Transverse absorptance spectra (330-800 nm) of cone photoreceptor oil
droplets were made using a computer-controlled, single-beam,
wavelength-scanning microspectro-photometer (MSP) described in detail
elsewhere (Hart, 2004). A
sample scan was made by aligning the measuring beam (dimensions 1x1
µm) within an oil droplet and recording the amount of light transmitted at
each wavelength across the spectrum. A baseline scan was made in an identical
fashion from a cell-free area of the preparation adjacent to the measured
cell. Baseline transmittance was subtracted from that of the sample at each
corresponding wavelength to create a single baseline-corrected scan that was
subsequently converted to absorptance. Absorptance spectra were obtained from
at least 10 different oil droplets for each cone class that contains a
pigmented oil droplet in both the dorsal and ventral retinal samples. The
so-called `transparent' T-type oil droplets found in the VS single cones were
not measured. The diameter of each droplet measured was recorded (to an
accuracy of ±0.25 µm) with the use of a calibrated acetate sheet
placed over an image of the retina, supplied by a CCD camera attached to the
MSP, projected onto a television screen. One chicken from each treatment group
was sampled at intervals from 10 to 33 weeks of age (i.e. from 6 to 29 weeks
of treatment under the different lighting regimes). In a given sampling week,
chickens from different light-treatment groups were measured on different days
but within 5 days of each other.
Analysis of oil droplet absorptance spectra
Oil droplet absorptance spectra were normalized to the maximum, and
long-wavelength offset absorbances obtained by fitting an 11-point unweighted
running average to the data. Spectra were then described by their cut-off
wavelength, cut, as defined by Lipetz
(Lipetz, 1984). Briefly, a
tangent line was fitted (see below) to the long-wavelength limb of the
normalized absorptance spectrum and the cut calculated as
the wavelength at which the tangent line had a value of 100% normalized
absorptance. The cut is particularly useful as an objective
measure of oil droplet pigmentation because it is directly related to
carotenoid concentration (Lipetz,
1984; Hart and Vorobyev,
2005). For the C-, Y- and R-type single cone oil droplets, the
tangent line was fitted using absorptance values on the long-wavelength limb
between 70% and 30% of the normalized maximum. For double cone P-type oil
droplets displaying a secondary peak in the long-wavelength limb of their
absorptance spectrum, the tangent line was fitted using different absorptance
value ranges, as follows: where the secondary peak was less than 50% of the
normalized maximum, the tangent line was fitted using absorptance values
between 70% and 60% of the maximum; where the secondary peak was more than or
equal to 50% of the normalized maximum, the tangent line was fitted using
absorptance values between 40% and 30%.
Modelling the spectral sensitivity of cone outer segments
The relative quantal spectral sensitivity of the outer segments of the SWS,
MWS and LWS single cones and the principal member of the LWS double cones in
the ventral retina of the bright-light and dim-light groups was modelled as
described previously (Hart,
2002; Hart, 2004;
Hart and Vorobyev, 2005). Cone
outer segment absorptance was modelled using the rhodopsin (vitamin
A1-based) visual pigment templates of Govardovskii et al.

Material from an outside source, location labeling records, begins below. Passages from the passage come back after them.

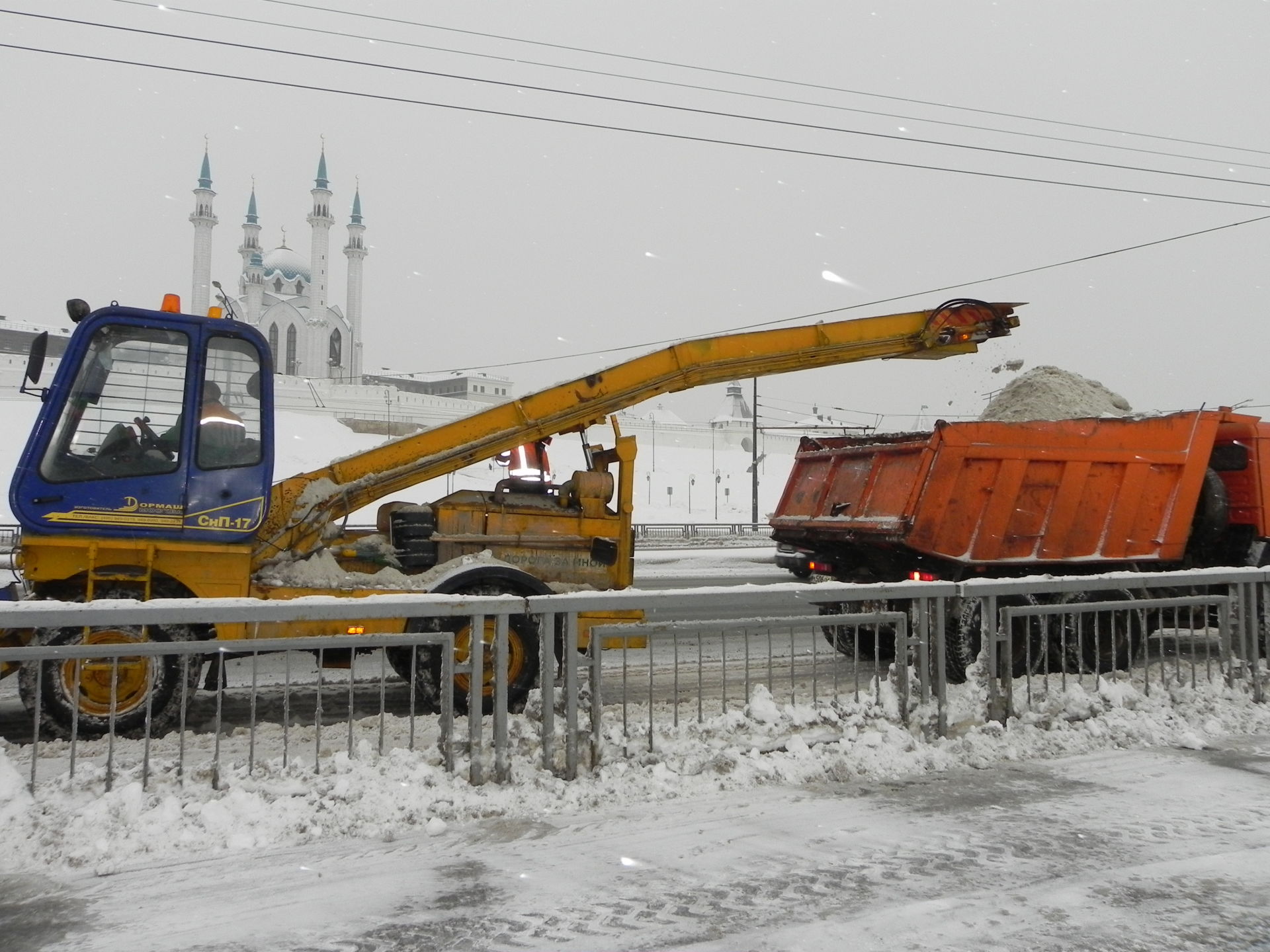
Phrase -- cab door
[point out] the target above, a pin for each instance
(130, 442)
(229, 446)
(95, 463)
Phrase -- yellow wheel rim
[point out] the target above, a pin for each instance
(131, 677)
(515, 658)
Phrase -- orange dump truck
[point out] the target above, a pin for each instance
(1083, 495)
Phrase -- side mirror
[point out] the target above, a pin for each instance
(36, 365)
(78, 310)
(36, 361)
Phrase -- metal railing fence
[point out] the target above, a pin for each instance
(11, 534)
(906, 644)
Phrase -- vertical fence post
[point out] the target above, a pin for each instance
(571, 697)
(597, 705)
(548, 623)
(476, 697)
(501, 764)
(941, 682)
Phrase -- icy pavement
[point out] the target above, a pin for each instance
(1164, 848)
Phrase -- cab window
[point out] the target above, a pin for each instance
(229, 427)
(127, 391)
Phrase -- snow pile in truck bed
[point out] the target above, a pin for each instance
(1054, 394)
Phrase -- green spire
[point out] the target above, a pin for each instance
(321, 171)
(205, 175)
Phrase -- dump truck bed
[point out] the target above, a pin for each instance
(982, 493)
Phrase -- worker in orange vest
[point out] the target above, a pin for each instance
(527, 462)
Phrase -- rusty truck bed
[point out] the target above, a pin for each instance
(976, 493)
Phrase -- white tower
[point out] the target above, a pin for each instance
(204, 221)
(320, 221)
(356, 253)
(252, 285)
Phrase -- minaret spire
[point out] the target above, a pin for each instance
(356, 253)
(319, 266)
(252, 285)
(204, 221)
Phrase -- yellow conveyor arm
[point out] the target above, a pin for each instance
(304, 506)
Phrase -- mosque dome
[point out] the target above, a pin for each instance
(285, 263)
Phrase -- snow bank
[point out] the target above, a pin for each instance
(1053, 394)
(380, 797)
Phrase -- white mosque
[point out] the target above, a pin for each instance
(285, 296)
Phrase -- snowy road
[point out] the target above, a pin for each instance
(1127, 850)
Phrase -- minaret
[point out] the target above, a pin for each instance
(356, 252)
(320, 221)
(204, 221)
(254, 282)
(251, 233)
(252, 285)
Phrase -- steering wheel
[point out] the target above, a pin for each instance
(149, 438)
(121, 444)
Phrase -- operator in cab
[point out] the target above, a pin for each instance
(222, 432)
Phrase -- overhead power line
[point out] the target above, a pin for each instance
(759, 77)
(521, 61)
(610, 127)
(867, 303)
(599, 97)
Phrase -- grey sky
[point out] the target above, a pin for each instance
(502, 239)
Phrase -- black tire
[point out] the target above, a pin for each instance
(134, 681)
(1111, 640)
(413, 532)
(964, 641)
(872, 643)
(523, 651)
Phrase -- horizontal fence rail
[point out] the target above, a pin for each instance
(11, 535)
(447, 694)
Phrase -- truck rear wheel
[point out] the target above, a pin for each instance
(964, 641)
(75, 696)
(873, 643)
(523, 655)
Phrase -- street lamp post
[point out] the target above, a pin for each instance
(753, 454)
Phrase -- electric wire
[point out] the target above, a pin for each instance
(765, 79)
(520, 61)
(622, 100)
(656, 134)
(865, 303)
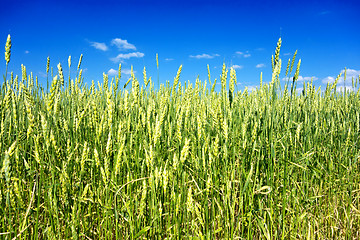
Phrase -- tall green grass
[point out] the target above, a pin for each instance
(108, 161)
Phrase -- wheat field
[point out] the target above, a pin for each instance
(128, 161)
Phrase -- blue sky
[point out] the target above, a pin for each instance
(194, 33)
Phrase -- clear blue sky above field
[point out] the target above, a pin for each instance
(194, 33)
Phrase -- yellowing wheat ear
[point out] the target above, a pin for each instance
(8, 49)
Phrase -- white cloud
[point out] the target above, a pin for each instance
(112, 72)
(99, 46)
(350, 73)
(122, 56)
(42, 74)
(244, 54)
(301, 79)
(328, 79)
(238, 66)
(122, 44)
(127, 71)
(347, 88)
(204, 56)
(251, 88)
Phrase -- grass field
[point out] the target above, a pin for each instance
(184, 161)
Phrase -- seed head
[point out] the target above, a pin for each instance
(8, 49)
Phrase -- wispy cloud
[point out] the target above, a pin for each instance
(127, 71)
(112, 72)
(347, 89)
(302, 79)
(42, 74)
(99, 46)
(237, 66)
(204, 56)
(251, 88)
(122, 44)
(243, 54)
(350, 73)
(120, 57)
(324, 12)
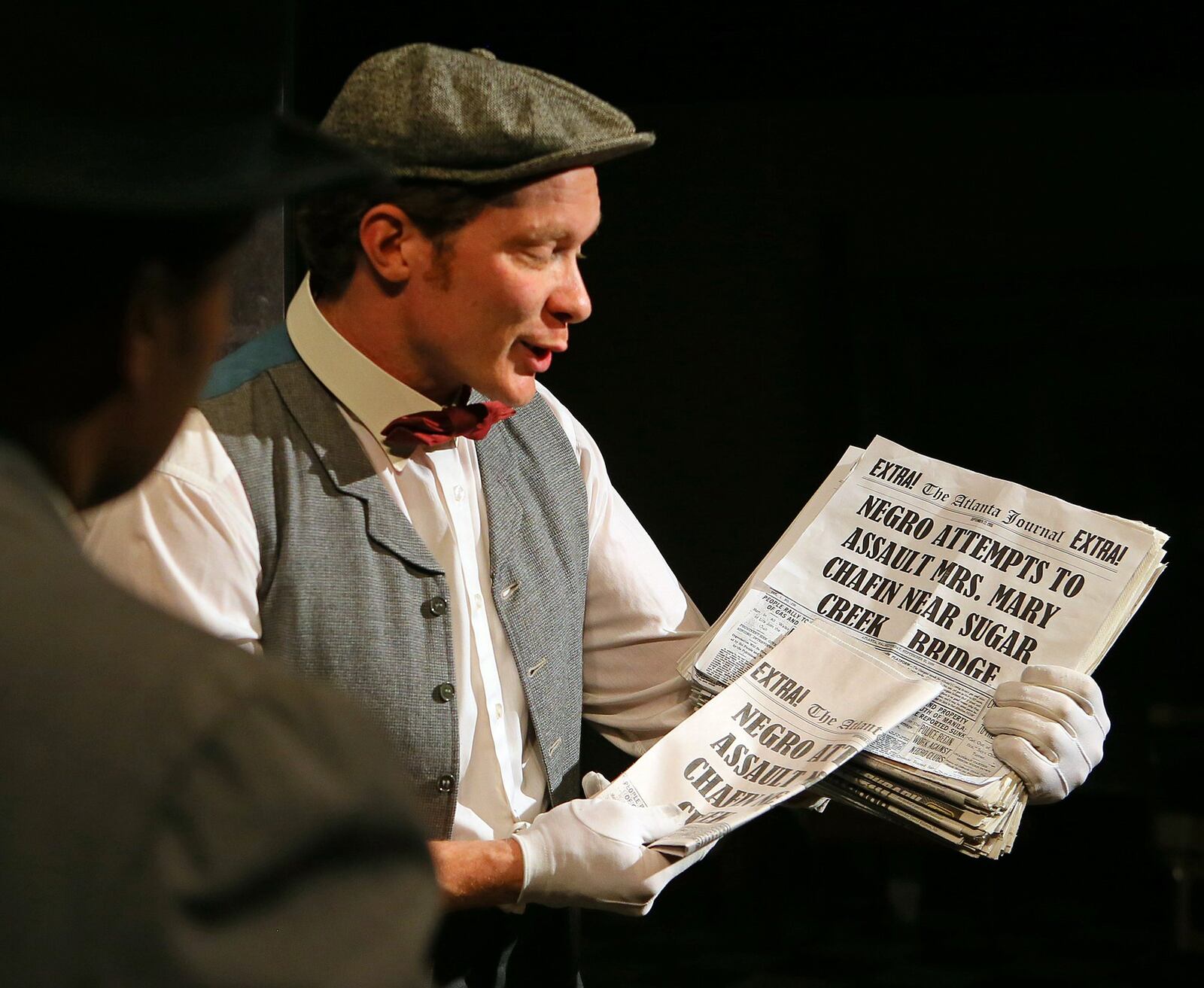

(Govardovskii et al., 2000), a
specific (decadic) absorbance of 0.014 µm-1
(Bowmaker and Knowles, 1977)
and a cone outer segment length of 16 µm
(Morris and Shorey, 1967).
Microspectrophotometrically measured oil droplet absorptance spectra recorded
from the last chicken sampled (after 29 weeks of light treatment, i.e. 33
weeks of age) in each treatment group were fitted with an 11-point running
average, corrected for any long-wavelength absorptance offset, converted to
transmittance and normalized. Spectral sensitivity was defined as the product
of outer segment axial absorptance and oil droplet transmittance.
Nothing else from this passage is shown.